Publicado em 12/12/2014 17:44 e atualizado em 14/12/2014 21:07
Por Rolf Kuntz, em O ESTADO DE S. PAULO (PAG. OPINIÃO / EDIÇÃO DESTE SÁBADO)

Saqueada, humilhada, processada no exterior sob acusação de mentir aos investidores, desvalorizada nas bolsas e com problemas para anunciar um balanço sem o aval de uma auditoria, a maior empresa brasileira, a Petrobrás, é hoje o símbolo mais expressivo de uma economia devastada por uma combinação de incompetência, ilimitada fome de poder e desprezo pelas metas e normas prosaicas da administração pública.
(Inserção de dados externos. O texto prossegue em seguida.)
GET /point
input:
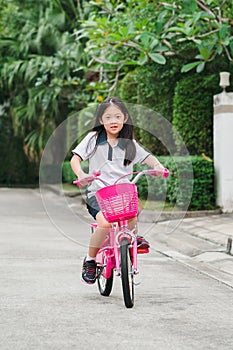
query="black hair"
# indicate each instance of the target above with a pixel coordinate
(126, 134)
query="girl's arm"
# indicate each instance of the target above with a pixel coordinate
(153, 163)
(76, 167)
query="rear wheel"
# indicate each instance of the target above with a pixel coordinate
(127, 274)
(105, 284)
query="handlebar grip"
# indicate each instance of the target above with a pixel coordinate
(165, 173)
(154, 172)
(83, 182)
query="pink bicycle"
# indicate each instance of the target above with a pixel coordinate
(118, 203)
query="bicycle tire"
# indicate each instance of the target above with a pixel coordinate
(127, 274)
(105, 284)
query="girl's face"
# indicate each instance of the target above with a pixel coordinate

Os danos podem variar de um para outro setor, mas a devastação foi um processo único, determinado por um mesmo estilo de política. Nas últimas semanas, enquanto avançavam as investigações da Operação Lava Jato, o governo tentava mudar a Lei de Diretrizes Orçamentárias (LDO) para se livrar da obrigação de apresentar o resultado fiscal prometido para 2014. Incapaz de cumprir a lei, tratou de alterá-la, para acomodar os efeitos da gastança, dos benefícios tributários mal planejados e da estagnação econômica produzida pelos seus erros.

Os danos impostos ao País vão muito além dos bilhões pilhados da Petrobrás. Depois de quatro anos no atoleiro, com crescimento médio anual inferior a 2%, a economia brasileira vai mal na geração de empregos, na produção industrial, no investimento, nos preços, no comércio externo e nas contas públicas. A presidente Dilma Rousseff e seu ministro da Fazenda, Guido Mantega, costumam alardear a criação de postos de trabalho. O emprego no Brasil, segundo dizem, foi preservado por políticas anticíclicas e a desocupação é muito menor que nas economias avançadas. Deve haver quem acredite, mas essa é mais uma história muito mal contada.
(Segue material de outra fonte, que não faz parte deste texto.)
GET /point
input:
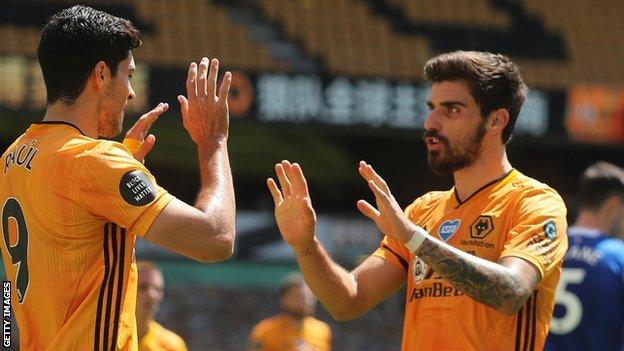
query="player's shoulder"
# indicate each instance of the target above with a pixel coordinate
(168, 337)
(428, 200)
(527, 189)
(612, 249)
(102, 149)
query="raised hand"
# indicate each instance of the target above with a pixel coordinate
(388, 215)
(204, 113)
(294, 213)
(137, 139)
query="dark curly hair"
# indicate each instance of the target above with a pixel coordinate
(493, 80)
(73, 41)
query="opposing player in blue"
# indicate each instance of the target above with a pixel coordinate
(589, 310)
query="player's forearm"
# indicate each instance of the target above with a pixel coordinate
(485, 281)
(335, 288)
(216, 195)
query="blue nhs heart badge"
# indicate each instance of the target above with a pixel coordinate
(448, 228)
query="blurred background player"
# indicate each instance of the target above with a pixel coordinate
(151, 288)
(589, 310)
(294, 329)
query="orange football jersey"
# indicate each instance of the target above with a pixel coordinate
(158, 338)
(514, 216)
(71, 209)
(279, 334)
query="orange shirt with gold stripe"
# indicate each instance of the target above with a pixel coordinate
(158, 338)
(72, 207)
(279, 333)
(514, 216)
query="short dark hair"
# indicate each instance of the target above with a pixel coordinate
(599, 182)
(493, 80)
(73, 41)
(292, 280)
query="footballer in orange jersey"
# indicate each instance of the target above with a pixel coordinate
(72, 205)
(295, 329)
(151, 290)
(482, 260)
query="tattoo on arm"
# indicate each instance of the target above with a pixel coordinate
(304, 252)
(487, 282)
O desemprego é maior no Brasil do que em muitos países mais afetados pela crise global. Os desocupados em todo o País eram 6,8% da força de trabalho, no terceiro trimestre, segundo levantamento mais amplo, a Pesquisa Nacional por Amostra de Domicílios Contínua (Pnad), realizada em cerca de 3.500 municípios. Os números mais citados pelo governo, bem mais baixos, são pesquisados só nas seis maiores áreas metropolitanas.

Pelo número da Pnad, o desemprego no Brasil, no terceiro trimestre, foi maior que em 16 dos 34 países-membros da Organização para Cooperação e Desenvolvimento Econômico (OCDE) - mas essa comparação só vale se ficar limitada àqueles com dados disponíveis para o período. No caso de quatro associados só havia, até a publicação da tabela, informações até o segundo trimestre. Dois desses países tinham taxas de desemprego bem menores que a do Brasil - Suíça, 4,4%, e Reino Unido, 6,3%. A situação dificilmente deve ter mudado de forma significativa nos meses seguintes. Se isso for levado em conta, a lista cresce para 18.
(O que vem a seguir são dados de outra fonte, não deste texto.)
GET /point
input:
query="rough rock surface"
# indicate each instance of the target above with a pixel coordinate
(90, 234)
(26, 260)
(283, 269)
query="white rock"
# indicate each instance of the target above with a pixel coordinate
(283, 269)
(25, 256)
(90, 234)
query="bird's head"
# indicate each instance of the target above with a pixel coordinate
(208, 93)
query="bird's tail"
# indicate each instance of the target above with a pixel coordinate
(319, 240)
Tinham desemprego menor que o do Brasil, no trimestre passado, cinco das maiores potências integrantes da OCDE - Estados Unidos (6,1%), Japão (3,6%), Alemanha (5%), Coreia do Sul (3,5%) e México (5%). O Reino Unido provavelmente poderia entrar na relação. Além disso, a média das taxas das sete maiores economias capitalistas era 6,4%. Todos esses países têm inflação mais baixa que a brasileira e quase todos devem fechar o ano com crescimento econômico maior que o do Brasil.

A história do desemprego baixo é, portanto, apenas mais uma lorota de um governo pouco habituado a reconhecer os fatos - pelo menos publicamente. Mas a história fica pior quando se leva em conta a qualidade dos postos de trabalho. A maior parte dos bons empregos é gerada pela indústria, mas o setor tem demitido.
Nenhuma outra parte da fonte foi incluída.